Por Léo Mittaraquis (*)
O homem tem sua parte animal, que é o que o traz de volta à realidade. Mas o que havia para comer? Onde e como?
O Homem que Ri, Victor Hugo
Tem de beber comigo antes de ir;
Creio poder saudá-lo nesta casa,
Onde é provável que tenhamos festa.
A Megera Domada, William Shakespeare
A sociedade vitoriana encontra em Charles Dickens o seu retrato.
Cultura Geral, Dietrich Schwanitz
Ninguém é, decerto, obrigado a ler o que não gosta, o que não lhe causa interesse algum. E é sobre ler Literatura (Literatura literária, bem entendido) que estou a dizer. Este ou aquele título, este ou aquele autor, na minha perspectiva, não têm de ser de leitura impreterível, inescusável…
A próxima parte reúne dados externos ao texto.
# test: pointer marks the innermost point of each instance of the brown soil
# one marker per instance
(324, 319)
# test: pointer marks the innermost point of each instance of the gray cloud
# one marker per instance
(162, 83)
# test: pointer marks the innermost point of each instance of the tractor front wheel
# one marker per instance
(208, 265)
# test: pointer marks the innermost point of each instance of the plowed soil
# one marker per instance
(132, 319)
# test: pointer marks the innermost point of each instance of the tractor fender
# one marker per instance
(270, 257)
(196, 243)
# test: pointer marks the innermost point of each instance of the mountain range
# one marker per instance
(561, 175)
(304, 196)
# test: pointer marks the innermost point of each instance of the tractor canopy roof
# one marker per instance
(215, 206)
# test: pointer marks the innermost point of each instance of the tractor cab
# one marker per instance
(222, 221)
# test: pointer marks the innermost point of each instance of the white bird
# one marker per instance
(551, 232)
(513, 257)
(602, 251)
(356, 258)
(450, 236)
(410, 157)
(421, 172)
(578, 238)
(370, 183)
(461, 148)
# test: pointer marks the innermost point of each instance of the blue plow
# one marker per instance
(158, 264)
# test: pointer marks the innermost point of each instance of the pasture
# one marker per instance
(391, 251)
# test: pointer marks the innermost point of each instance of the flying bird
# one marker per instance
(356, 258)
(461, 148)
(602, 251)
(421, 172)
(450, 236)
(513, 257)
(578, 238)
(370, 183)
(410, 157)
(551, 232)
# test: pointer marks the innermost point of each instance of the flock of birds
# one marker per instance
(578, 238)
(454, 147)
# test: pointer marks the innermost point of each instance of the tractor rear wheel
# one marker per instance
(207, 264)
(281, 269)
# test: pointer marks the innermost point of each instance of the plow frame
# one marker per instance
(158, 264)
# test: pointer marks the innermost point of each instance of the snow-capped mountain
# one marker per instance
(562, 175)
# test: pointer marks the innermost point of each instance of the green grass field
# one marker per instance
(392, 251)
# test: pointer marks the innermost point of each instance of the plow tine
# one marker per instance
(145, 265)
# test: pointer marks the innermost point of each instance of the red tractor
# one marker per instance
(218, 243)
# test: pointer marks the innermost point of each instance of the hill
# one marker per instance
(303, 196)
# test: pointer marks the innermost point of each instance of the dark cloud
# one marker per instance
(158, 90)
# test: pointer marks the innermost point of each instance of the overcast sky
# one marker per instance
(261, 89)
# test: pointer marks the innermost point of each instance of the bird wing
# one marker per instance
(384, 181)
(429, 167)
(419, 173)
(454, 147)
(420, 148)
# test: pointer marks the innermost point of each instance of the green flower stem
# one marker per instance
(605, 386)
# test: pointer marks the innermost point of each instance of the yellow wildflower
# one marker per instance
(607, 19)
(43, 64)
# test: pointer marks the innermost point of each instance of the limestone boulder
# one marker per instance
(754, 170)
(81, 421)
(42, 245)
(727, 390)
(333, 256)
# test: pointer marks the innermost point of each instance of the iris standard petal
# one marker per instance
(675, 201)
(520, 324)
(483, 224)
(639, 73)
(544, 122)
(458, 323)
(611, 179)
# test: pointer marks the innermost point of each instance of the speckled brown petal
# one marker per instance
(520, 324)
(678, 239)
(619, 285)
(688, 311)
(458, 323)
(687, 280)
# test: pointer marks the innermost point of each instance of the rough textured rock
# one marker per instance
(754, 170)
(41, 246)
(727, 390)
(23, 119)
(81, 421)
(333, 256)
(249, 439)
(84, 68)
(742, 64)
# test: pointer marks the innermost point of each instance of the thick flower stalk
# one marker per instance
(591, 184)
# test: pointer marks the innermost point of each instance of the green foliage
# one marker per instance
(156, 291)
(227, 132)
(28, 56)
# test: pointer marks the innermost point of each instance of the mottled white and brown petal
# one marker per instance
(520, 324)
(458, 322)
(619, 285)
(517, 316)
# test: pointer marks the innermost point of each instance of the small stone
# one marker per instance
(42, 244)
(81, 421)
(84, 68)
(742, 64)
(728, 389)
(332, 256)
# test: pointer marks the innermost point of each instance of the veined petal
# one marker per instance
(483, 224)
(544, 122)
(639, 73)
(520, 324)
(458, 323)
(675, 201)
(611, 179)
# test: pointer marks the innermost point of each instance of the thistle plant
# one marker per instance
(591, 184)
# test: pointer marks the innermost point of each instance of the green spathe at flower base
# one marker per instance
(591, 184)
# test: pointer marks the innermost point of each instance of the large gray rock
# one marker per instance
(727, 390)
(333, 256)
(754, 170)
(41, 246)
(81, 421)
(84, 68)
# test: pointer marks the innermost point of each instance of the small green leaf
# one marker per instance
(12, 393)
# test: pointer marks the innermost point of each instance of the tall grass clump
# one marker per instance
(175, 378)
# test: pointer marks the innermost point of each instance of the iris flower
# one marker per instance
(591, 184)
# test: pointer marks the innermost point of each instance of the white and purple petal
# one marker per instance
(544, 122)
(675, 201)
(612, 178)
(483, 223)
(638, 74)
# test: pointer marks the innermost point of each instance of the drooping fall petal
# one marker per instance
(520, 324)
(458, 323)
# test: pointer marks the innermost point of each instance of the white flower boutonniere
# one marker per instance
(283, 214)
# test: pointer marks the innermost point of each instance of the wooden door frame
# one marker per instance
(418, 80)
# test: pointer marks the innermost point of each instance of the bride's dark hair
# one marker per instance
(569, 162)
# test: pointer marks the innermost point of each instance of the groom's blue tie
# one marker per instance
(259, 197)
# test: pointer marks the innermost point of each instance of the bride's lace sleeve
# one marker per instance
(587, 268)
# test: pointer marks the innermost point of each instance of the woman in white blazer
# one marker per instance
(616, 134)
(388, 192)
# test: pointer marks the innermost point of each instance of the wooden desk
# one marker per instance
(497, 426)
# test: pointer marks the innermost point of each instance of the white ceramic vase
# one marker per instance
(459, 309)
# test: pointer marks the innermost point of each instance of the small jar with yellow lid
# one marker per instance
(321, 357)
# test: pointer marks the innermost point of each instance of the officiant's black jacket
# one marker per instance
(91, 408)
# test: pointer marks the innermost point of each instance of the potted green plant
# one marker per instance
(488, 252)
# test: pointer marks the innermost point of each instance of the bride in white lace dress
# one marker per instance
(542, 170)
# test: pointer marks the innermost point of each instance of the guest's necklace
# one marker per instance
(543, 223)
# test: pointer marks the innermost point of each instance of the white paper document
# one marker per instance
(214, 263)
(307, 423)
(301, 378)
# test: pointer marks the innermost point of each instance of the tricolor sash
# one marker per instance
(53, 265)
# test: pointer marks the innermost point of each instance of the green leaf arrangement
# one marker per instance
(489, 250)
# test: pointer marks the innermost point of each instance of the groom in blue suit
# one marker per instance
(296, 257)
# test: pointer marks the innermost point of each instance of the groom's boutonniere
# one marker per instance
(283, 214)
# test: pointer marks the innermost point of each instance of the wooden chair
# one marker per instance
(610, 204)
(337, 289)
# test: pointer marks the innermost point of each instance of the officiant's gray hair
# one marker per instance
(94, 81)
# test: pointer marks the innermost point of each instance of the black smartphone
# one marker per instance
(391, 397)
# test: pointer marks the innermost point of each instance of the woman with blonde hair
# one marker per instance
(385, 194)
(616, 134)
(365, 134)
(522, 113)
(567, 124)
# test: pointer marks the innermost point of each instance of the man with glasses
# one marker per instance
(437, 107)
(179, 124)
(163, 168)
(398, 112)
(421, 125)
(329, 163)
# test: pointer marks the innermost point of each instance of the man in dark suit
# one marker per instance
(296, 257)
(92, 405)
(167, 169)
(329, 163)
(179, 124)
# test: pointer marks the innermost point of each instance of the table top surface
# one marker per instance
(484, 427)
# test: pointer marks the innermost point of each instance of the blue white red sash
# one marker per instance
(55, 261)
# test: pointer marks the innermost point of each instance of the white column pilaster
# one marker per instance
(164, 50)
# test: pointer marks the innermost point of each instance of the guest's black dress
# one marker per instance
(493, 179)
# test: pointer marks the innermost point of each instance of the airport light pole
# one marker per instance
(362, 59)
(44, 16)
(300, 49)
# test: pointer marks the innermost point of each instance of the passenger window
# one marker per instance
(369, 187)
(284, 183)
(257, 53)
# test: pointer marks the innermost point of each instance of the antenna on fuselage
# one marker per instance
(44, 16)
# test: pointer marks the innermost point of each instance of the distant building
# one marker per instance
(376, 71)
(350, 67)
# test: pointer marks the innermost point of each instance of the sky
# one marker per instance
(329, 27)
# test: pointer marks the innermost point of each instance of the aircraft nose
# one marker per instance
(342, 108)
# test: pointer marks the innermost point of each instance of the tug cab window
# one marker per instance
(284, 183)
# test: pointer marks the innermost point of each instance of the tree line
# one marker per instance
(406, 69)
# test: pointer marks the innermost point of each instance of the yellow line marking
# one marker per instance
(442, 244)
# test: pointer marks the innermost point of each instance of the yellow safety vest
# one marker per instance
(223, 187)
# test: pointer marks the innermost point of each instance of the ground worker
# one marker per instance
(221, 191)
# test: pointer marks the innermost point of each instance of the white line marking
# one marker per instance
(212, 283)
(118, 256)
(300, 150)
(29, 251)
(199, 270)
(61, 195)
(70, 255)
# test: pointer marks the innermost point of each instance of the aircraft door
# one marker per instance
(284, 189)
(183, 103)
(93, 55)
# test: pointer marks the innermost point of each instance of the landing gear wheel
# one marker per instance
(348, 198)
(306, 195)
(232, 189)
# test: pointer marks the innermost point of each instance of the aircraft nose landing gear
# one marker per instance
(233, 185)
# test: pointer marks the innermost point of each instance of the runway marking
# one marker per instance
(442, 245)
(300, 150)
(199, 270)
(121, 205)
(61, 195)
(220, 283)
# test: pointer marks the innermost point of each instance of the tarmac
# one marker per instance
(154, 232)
Salvo em momentos técnicos e estratégicos, quando há de se ler o que é para ler, sem negociação, melhor ler o que é de gosto, o que atrai e fascina. Estou de acordo com tal premissa e ponto.
Entretanto, ou talvez por isso mesmo, se o sujeito deseja fazer parte do universo literário, dispondo de mais alicerce e estofo, faz-se, creio, sensato e ajuizado deitar atentos olhos sobre as linhas escritas pelos gênios da narrativa. Sim, entra neste balaio a poesia, também, como contraponto da prosa. Mas é em nome da prosa, do texto corrido, que me ponho, hoje, a adubar as caraminholas.
Para tanto, selecionei um autor, o qual, se não é unanimidade (torço para que não o seja), detém alto poder como referência. Estou a apresentar a você, improvável leitor, Charles Dickens.
Motivo? O homem, além de competentíssimo escritor, era um gourmand, vale dizer, amava a boa mesa.
E tal amor, tal apreço, tal preferência refletiam-se em sua maravilhosa produção literária.
Comecemos por uma das suas obras mais populares: “Um Conto de Natal”. Valho-me, para este desiderato da edição publicada, em português, pela L&PM Pocket, acho que de 2004.
Ali, pela página 14, lê-se: “O prefeito, em sua poderosa prefeitura, dava ordens a seus cinquenta cozinheiros e empregados, para garantir que o Natal fosse comemorado com toda a fartura que merecia a casa oficial. E até o alfaiate, que havia sido multado por andar bêbado pelas ruas, preparava a massa para o bolo de Natal em sua pequena casa, enquanto sua esposa magrela saía com o filhinho para comprar carne”.
Fartura… Ou, pelo menos, um bolo e um pouco de carne. Quem conhece o natalino conto sabe que este trecho é um implacável, um cruel contraponto com um trecho anterior. Inverti a ordem para que vossas senhorias tenham uma ideia mais clara, se assim posso dizer.
Leiamos portanto:
“Cavalheiros beneficentes – Estamos tentando recolher fundos para dar algo de comer e beber para os pobres, e o mínimo para que possam se aquecer, porque estamos convencidos de que essas instituições têm muito pouco a dar para aliviar as necessidades da mente e do corpo dessa gente. Escolhemos esta época do ano porque, entre todas, é aquela na qual a Necessidade mais se faz sentir duramente e a Abundância tem mais prazer em dividir. Qual será a sua contribuição? Que quantia posso colocar em seu nome?
Scrooge – Nenhuma.
Cavalheiros beneficentes – Prefere que o seu nome não apareça?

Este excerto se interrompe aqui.